Kayla Rochelle will always carry the remnants of her painful past.
Having cut herself as a child, the scars on her arms remain and people who meet her take notice. Sometimes she tells the truth and other times she tells people it was a blender accident.
“I used to think that if anybody saw me, they’d think I was a freak,” said Rochelle, who once refused to wear short sleeves.
Rochelle, 19, was in and out of inpatient treatment for post-traumatic stress disorder more than a dozen times during her adolescence and got much of her schooling in the hospital, she said. A victim of severe trauma as a child, she was bulimic since she was 10 years old.
But more visible with Rochelle is the symbol of her recovery — Stella, her 6-year-old therapy dog.
“She’s my baby,” Rochelle said, smiling.
Stella, a border collie and German shepherd mix, was acquired through the Prison Pet Partnership Program at the Washington Corrections Center for Women in Purdy. Inmates board, groom and train dogs taken from animal rescue organizations to become therapy and service pets. Dogs are trained for anywhere between a few weeks to a year. One out of every 15 to 20 dogs are selected to become service or therapy dogs. The rest are made available to the public for adoption.

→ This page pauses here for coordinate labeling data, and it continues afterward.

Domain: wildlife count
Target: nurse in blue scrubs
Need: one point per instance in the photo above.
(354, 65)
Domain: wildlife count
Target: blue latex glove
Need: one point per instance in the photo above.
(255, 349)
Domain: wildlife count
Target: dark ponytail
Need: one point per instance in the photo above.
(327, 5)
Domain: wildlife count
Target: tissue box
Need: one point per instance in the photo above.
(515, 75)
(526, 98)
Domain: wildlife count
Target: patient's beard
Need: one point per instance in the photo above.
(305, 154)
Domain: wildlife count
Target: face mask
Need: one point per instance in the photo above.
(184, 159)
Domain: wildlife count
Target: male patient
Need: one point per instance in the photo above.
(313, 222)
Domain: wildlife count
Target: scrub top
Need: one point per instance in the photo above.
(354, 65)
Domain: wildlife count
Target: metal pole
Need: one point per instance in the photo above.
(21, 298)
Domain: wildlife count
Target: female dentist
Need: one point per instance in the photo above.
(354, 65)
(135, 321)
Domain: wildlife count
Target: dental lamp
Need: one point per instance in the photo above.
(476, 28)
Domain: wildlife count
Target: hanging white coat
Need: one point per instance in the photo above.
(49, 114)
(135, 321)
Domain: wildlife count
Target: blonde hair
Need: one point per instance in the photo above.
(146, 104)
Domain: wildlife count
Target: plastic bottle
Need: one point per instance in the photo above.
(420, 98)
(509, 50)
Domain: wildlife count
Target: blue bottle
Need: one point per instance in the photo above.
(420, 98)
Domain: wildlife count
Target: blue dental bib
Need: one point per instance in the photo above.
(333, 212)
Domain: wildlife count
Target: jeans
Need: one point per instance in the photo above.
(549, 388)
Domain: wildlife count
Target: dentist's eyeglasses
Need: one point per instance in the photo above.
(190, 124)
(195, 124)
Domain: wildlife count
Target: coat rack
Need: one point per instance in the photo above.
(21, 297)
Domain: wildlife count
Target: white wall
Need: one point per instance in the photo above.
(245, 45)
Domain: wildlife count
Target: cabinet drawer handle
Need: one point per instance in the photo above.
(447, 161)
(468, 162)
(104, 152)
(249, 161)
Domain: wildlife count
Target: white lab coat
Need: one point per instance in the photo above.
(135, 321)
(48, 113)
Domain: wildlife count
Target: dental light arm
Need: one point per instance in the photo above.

Dogs such as Stella become therapy dogs if they don’t qualify to become a service dog for those with physical disabilities, said Mollyrose Sommer, program assistant at the Prison Pet Partnership Program. If a dog can’t retrieve items or perform the duties required of a service dog, the program evaluates a dog’s personality to see if it can become a therapy dog. It then works to match the personality of the dog and a client.
“Dogs have a natural ability to connect with people,” Sommer said. “Matching that personality helps develop the relationship that they form.”
Rochelle was on a waiting list for three years during high school for a Prison Pet therapy dog. Her mother, Jennifer Winchester, said that by the time Rochelle received Stella before her senior year of high school, she was mostly recovered from her self-damaging habits, but Stella still offered much-needed emotional healing.
“One of the biggest things was giving Kayla something that needed her, giving her that first sense of belonging,” Winchester said. “Stella made her feel safe. They’re just like soul mates.”
Stella is trained to go for help or stay close to Rochelle in the event of a panic attack or a dangerous change in mood.
“She can tell if I’m panicky or anxious,” Rochelle said, adding that Stella sits in her lap or follows her around until she feels better. “She’s just really supportive.”
Stella even gives hugs, Rochelle added, by putting her head under her arm.
During her senior year at Renaissance High School, Stella was one of the most popular faces in school, following Rochelle around and laying on the quilt made for her by Purdy inmates.
“She knew everybody,” Rochelle said. “She loved school.”
Stella came into Rochelle’s life at a time when her greatest problems were behind her, Winchester said. She stopped cutting herself and her problems with eating waned. Consequently, Stella has never had to rescue Rochelle from an emergency, but she is a sign of a brighter future ahead for Rochelle.
In the past few years, Rochelle went from being two years behind in school to graduating high school on time with 13 college credits in 2009. She was recently promoted to manager of Steel City Café on Sixth Street in Bremerton, where she works to save money to go to college. She hopes to attend Olympic College starting this fall or next spring to study early childhood education and work in a preschool — and ultimately earn a degree in special education.
Rochelle has been laughing and enjoying life for the first time in the past couple years, Winchester said, noting that her progress is nothing short of a miracle.
“It’s been an amazing journey,” she said. “It gives you a whole lot of faith in the human spirit.”
Rochelle said she never thought of having a career, getting married or raising kids until recently. But now she knows it’s possible.
“When I was younger, I didn’t see a future at all,” she said. “I didn’t see how it could get better, but it does.”